Котик не стал спорить. Меня отвели в подвал помыться. Из губы, из носа шла кровь. Платок был весь красный. И Котик протянул мне свой.
— Дал бы ему хорошенько. Растерялся… Эх, Москва! Ладно, плюнь. Нюни не распускай. Другой раз докажем.
Я сам не знаю, почему я так и не решился ударить Левку. Но Котик меня за это не презирал. Это я по голосу понял. И остальные ребята мне сочувствовали тоже.
В городе Секиль меня уже не ловил. Мы проходили мимо, как будто незнакомые. Но больше мы с Левкой не стыкались. Хотя в классе отворачивались друг от друга до самого лета.
Про КРИП уже не вспоминали. И Борька молчал, и Герка. А Коханова, Рыбакова, Исаева и Полосина — вообще были не в курсе.
В госпиталь ходили регулярно. А под Первое мая закатили целый концерт для раненых. Я опять читал стихотворение «Руки смуглые, в царапинах…».
Элка зазывала к себе чай пить с печеньем и обсуждать планы пионерского отряда. Но мне к ней ходить почему-то не хотелось.
Последняя ночь
Через парочку дней, когда чуть-чуть поуспокоился от всех этих школьных переживаний, я опять забрался на «трон» в дяди-Митиной комнате и приготовился слушать.
Дядя Митя сказал, что он будет говорить со мной как мужчина с мужчиной. У него нет другого выхода, потому что он вряд ли дотянет до того момента, когда я смогу его понять.
Пиеску он свою тоже вряд ли закончит, потому что дядя Павлуша скорей наделает в штаны, чем ее поставит.

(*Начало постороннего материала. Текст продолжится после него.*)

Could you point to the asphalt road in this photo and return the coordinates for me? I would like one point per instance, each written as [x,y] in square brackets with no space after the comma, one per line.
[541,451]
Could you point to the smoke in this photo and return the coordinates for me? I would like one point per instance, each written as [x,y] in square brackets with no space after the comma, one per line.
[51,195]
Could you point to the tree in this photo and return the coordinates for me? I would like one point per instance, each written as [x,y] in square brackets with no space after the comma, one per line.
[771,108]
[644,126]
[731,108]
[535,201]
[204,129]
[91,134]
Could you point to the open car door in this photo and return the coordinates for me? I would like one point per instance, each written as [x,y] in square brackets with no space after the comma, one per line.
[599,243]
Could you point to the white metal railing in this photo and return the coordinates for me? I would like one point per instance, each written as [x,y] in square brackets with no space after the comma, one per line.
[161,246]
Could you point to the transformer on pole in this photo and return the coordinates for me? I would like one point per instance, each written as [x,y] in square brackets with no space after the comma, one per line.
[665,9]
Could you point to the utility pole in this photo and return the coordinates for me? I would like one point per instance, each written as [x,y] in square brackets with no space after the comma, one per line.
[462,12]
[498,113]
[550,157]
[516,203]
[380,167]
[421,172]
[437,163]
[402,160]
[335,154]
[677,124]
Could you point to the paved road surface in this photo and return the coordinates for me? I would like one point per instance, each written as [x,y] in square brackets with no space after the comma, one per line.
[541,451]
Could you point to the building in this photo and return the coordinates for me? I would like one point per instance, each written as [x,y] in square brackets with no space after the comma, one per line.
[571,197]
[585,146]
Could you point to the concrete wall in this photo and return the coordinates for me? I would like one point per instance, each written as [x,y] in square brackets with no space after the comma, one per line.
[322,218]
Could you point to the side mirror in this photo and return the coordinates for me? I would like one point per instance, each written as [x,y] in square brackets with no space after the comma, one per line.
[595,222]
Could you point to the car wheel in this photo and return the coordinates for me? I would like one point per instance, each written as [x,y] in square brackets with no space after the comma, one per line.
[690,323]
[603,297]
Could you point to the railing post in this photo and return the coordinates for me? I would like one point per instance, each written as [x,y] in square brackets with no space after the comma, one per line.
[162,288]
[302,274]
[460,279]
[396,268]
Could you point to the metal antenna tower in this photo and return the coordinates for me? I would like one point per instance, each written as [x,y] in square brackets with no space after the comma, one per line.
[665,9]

Дядя Митя напялил очки, достал из тумбочки смятые листочки и начал читать «с выражением»:
— …Когда самый трудный день в жизни Искариота свалил за полночь, Иуда, не откладывая в долгий ящик, бросился к тому месту, где теперь бездыханный лежал его Учитель, дожидаясь погребения. В субботу ведь ни один еврей не мог притронуться к его телу. В совершеннейшей мгле полз он, и злые колючки в клочья рвали на нем рубаху и порты, а острые камни кровавили его тело. Он не обращал внимания на такие пустяки. Теперь он должен был закончить великое наказание. «Всего-то делов! Надо потихоньку выкрасть тело из той пещеры. И спрятать, чтобы ни одна собака не нашла».
Сторожей, поставленных римлянами по просьбе Фарисея, он не боялся. В тугом кошельке хватило бы серебра, чтобы купить любого солдата. Кажется, он подобрался уже к самой пещере. Слабый свет выглянувшей из-за туч луны убедил его, что это как раз то место. Вон и стражники на взгорке. «Кончилось время Ясуса, настал час Иуды», — непрерывно шептал он пересохшим ртом, подгоняя себя. Но каково же было его сокрушение, когда он обнаружил, что камень, величиной с целую гору, кто-то откатил в сторону. Вход в пещеру был открыт. Иуда сразу почуял неладное, и сердце прыгнуло в пятки. «А-а-а!..» — вырвался воздух от самого живота Иуды.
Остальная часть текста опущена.